The message was very clear to the people of ancient Israel and is equally clear to us, isn’t it? We gather together to worship God whom we will acknowledge in just a few minutes – as we recite the Creed – is the creator of heaven and earth. All that we have is a gift from God and we are called to return to him what is his due as we work in his vineyard.
In today’s second reading, we hear St. Paul encourage us to keep on doing what we have learned and received and heard about God through his son, Jesus Christ. He assures us that we should have no anxiety but should simply make our requests known to God. That’s a very important lesson for us right now, isn’t it? There are so many reasons to be anxious today in the face of the ongoing war in Ukraine, the war that just erupted between Israel and the Palestinians in the Gaza Strip and the uncertain financial and political picture and many of us are trying to understand what God is trying to teach us now.

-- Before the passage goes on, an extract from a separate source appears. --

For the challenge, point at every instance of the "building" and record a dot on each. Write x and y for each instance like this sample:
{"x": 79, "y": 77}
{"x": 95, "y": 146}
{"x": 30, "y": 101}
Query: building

St. Paul assures us, however, that, if we put our trust in God, his peace that surpasses all understanding will fill our hearts and minds.
We are so often tempted to think we have made our own vineyard and that we are in charge of all that we have made. We’ve worked hard to get what we have and think it’s all due to our hard work. But, it’s God’s vineyard and he has a plan that often surpasses our understanding. And, he gives us means to begin to grasp his ways: Sacred Scripture, the Church, our own prayers. Most clearly, he gives us the Eucharist, the free gift of his Son, who died for us in obedience to his heavenly Father’s will and offers us his life-giving Body and Blood for our spiritual nourishment. He offers us his Spirit – at our baptism and, in its fullness when we are confirmed – to lead and guide us, to strengthen us and give us his peace, even in the most challenging times of our lives.
Yes, it is in God’s vineyard that we find ourselves. It is his work – the building up of his kingdom here on earth – that he calls us to do; we heard that in last week’s gospel. And, God expects a generous return for all the hard work he has put into preparing the vineyard for us; we hear that message very clearly today. Let us be grateful for the choice vines he has planted and make sure to give him an abundant yield. Then, he will invite us to his heavenly banquet in his eternal kingdom, where the wine will be the best ever and it will never run out!